El sapo pensaba que el cocodrilo era jetón.
El sapo pensaba que de esa bocaza pinchuda sólo salían pavadas y, de tanto en tanto, alguna que otra liebre de las que iban a parar entre sus fauces de puro atropelladas.
El sapo pensaba que el cocodrilo era un matón adormilado y pelandrún, que andaba revolviendo el barro del fondo, atorrando todo el día para salir de golpe y comerse a las pobres criaturitas que nadaban en la orilla del río.
Por eso inventó el sapo la moda de las carteras de cocodrilo.
Habló con la Cocó Chanel, y la convenció de que no hay cosa más fina que unos buenos zapatos hechos de ofidio.
Es que el sapo de verdad pensaba que el cocodrilo era un mal tipo, con su costumbre de andar meta bostezo, haciéndose el distraído, mientras buscaba gente desprevenida para comérsela.
Cuando el sapo advirtió que se le había ido la mano, ya era tarde. El cocodrilo estaba en extinción y para verlo había que irse a meter en unos ríos que quedaban muy para el lado del África.
Ahora anda el sapo en campaña ecologista.

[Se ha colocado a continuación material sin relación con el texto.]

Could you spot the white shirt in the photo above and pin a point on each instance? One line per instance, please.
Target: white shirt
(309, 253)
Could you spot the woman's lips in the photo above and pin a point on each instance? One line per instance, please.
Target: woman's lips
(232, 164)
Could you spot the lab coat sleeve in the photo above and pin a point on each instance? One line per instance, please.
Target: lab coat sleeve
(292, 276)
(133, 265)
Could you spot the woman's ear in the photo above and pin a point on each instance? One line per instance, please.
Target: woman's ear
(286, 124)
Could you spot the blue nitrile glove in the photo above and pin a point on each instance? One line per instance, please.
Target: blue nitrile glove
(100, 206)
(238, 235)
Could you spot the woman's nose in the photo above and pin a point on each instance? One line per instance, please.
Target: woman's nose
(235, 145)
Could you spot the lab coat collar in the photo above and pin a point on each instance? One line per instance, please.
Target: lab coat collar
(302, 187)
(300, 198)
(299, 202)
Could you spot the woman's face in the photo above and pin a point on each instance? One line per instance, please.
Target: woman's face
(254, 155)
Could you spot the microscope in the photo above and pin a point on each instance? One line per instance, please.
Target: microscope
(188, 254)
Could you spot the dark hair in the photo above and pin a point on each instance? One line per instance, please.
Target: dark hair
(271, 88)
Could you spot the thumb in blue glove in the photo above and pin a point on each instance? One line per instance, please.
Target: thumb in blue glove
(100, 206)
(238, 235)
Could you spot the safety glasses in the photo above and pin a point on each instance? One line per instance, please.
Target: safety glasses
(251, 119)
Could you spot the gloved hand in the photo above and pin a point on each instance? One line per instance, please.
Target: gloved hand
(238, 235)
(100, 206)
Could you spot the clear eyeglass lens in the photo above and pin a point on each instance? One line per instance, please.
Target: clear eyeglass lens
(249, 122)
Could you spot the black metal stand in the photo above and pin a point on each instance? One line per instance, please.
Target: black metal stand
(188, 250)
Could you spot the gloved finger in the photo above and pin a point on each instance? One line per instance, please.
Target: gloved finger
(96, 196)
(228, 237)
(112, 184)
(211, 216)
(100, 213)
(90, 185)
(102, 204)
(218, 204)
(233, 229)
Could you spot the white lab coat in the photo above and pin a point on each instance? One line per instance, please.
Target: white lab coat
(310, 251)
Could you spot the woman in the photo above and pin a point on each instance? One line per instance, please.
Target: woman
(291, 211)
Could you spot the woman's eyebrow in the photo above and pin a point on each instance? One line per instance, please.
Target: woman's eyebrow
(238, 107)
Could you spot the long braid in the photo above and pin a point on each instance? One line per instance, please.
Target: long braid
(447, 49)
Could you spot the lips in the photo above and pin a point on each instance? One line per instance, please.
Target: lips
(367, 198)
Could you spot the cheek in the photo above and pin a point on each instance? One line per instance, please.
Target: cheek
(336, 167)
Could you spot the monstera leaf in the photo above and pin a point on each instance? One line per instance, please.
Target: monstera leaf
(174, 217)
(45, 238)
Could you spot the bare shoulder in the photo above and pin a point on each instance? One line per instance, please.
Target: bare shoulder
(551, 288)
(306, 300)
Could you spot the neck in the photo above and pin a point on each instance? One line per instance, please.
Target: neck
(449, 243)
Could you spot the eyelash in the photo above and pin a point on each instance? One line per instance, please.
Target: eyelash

Insiste en imponer la moda del ecocuer, que es un modo de llamar al cuero trucho.
El sapo está arrepentido y anda diciendo "Pobrecito el cocodrilo" a todo el que quiera escucharlo, arrugando la jeta ancha y plana de sapo cancionero, para que nadie le diga que, igual que el cocodrilo, él es un gran jetón.